# Is using a $\Rightarrow$ to separate simplification steps valid?

Say I have function $y -2 = -4(x + 1)$. Is it a valid use of $\Rightarrow$ to, in the course of simplification, do this:

$y -2 = -4(x + 1) \Rightarrow y = -4x -2$?

Both sides of the equation are equal, and from what I understand of that symbol this is appropriate, but I'm not sure.

For all of high school I did something similar to this, except I just used $\rightarrow$ between the steps, especially in Algebra, to keep the actual simplifications separate, and never had any issues with any teachers doing this.
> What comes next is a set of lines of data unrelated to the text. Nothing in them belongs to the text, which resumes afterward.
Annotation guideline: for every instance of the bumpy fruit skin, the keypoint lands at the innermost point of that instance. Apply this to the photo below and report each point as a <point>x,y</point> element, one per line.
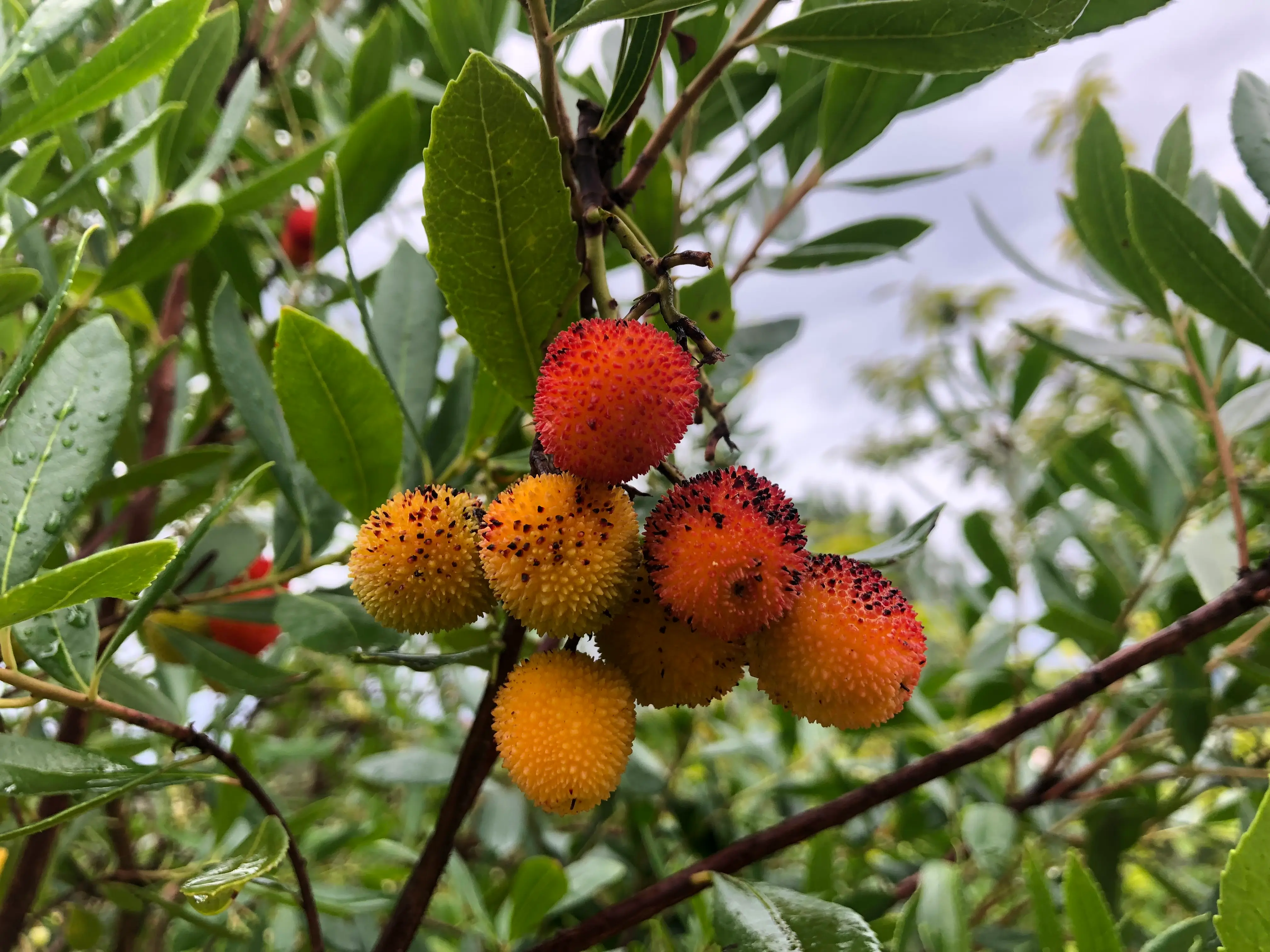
<point>562,552</point>
<point>614,399</point>
<point>726,552</point>
<point>663,659</point>
<point>415,565</point>
<point>848,654</point>
<point>564,725</point>
<point>252,638</point>
<point>298,236</point>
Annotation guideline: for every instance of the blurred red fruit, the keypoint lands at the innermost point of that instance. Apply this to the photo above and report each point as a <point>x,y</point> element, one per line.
<point>252,638</point>
<point>298,235</point>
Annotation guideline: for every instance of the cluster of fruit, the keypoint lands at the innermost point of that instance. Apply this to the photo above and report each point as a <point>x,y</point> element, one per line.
<point>721,579</point>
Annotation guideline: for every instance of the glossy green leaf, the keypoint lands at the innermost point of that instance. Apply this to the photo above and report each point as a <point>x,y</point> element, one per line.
<point>64,644</point>
<point>49,22</point>
<point>1088,912</point>
<point>856,107</point>
<point>1050,931</point>
<point>275,182</point>
<point>990,830</point>
<point>340,411</point>
<point>539,884</point>
<point>58,441</point>
<point>498,223</point>
<point>855,243</point>
<point>116,573</point>
<point>1243,920</point>
<point>214,889</point>
<point>115,155</point>
<point>216,151</point>
<point>144,49</point>
<point>373,65</point>
<point>901,545</point>
<point>638,56</point>
<point>407,315</point>
<point>1194,262</point>
<point>378,151</point>
<point>928,36</point>
<point>1174,156</point>
<point>228,666</point>
<point>17,287</point>
<point>166,242</point>
<point>193,82</point>
<point>252,390</point>
<point>1250,121</point>
<point>601,11</point>
<point>324,621</point>
<point>1101,207</point>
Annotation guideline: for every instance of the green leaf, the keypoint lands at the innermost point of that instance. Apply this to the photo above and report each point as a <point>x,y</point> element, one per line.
<point>58,441</point>
<point>115,155</point>
<point>416,766</point>
<point>64,644</point>
<point>214,889</point>
<point>601,11</point>
<point>161,246</point>
<point>1032,371</point>
<point>17,287</point>
<point>407,315</point>
<point>374,63</point>
<point>1104,220</point>
<point>1243,920</point>
<point>216,151</point>
<point>1179,937</point>
<point>252,390</point>
<point>228,666</point>
<point>378,151</point>
<point>637,60</point>
<point>1050,932</point>
<point>150,44</point>
<point>275,182</point>
<point>539,884</point>
<point>855,243</point>
<point>1194,262</point>
<point>928,36</point>
<point>990,830</point>
<point>117,573</point>
<point>1174,156</point>
<point>1250,122</point>
<point>49,22</point>
<point>1088,912</point>
<point>498,223</point>
<point>36,767</point>
<point>858,106</point>
<point>901,545</point>
<point>324,621</point>
<point>193,82</point>
<point>340,411</point>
I felt it kept my work cleaner, but my Calc professor marks us down for doing that, and I'd prefer to be able to separate steps out a bit more than

$y -2 = -4(x + 1) = y = -4x -2$

• I'm also not sure what exactly to tag this with, it's my first time posting on Mathematics and none of the tags that really applied that I could think of existed. – RPiAwesomeness Sep 14 '17 at 3:11
• Note that in a chain of equals signs $a=b=c$ implies that $a=b$ that $b=c$ and by transitivity of the equals sign that $a=c$ as well. Your final line that you wrote reads "$y-2=-4(x+1)=y=-4x-2$" and would have implied that $y-2=y$ which would imply that $0=2$ which is not true if we were talking about real numbers. Use equals signs only for equality and not for "continuing to next step" markers. Use extended blank space, or arrows, or something else other than an equals sign for that. – JMoravitz Sep 14 '17 at 3:15

I'm not entirely sure what the question is. In logic, the $\implies$ symbol means "implies." So it is certainly true that $y-2=x\implies y=x+2$, for example. In your second example, it makes no sense to write

$$y -2 = -4(x + 1) = y = -4x -2$$

since you have just written $y-2=y$ and thus $-2=0$.

I'm not sure why any instructor would mark down for using $\implies$, unless she specifically asked you to use english words. Maybe you should check in with them.

Yes, that should work fine: the $\Rightarrow$ means logical implication, and the statement $y-2=-4(x+1)$ does indeed logically imply that $y=-4x-2$

What you do at the end, though:

$y-2=-4(x+1)=y=-4x-2$

is certainly not correct, because you end up saying that $y-2=y$

• Maybe $-2 = 0$? – Xander Henderson Sep 14 '17 at 3:29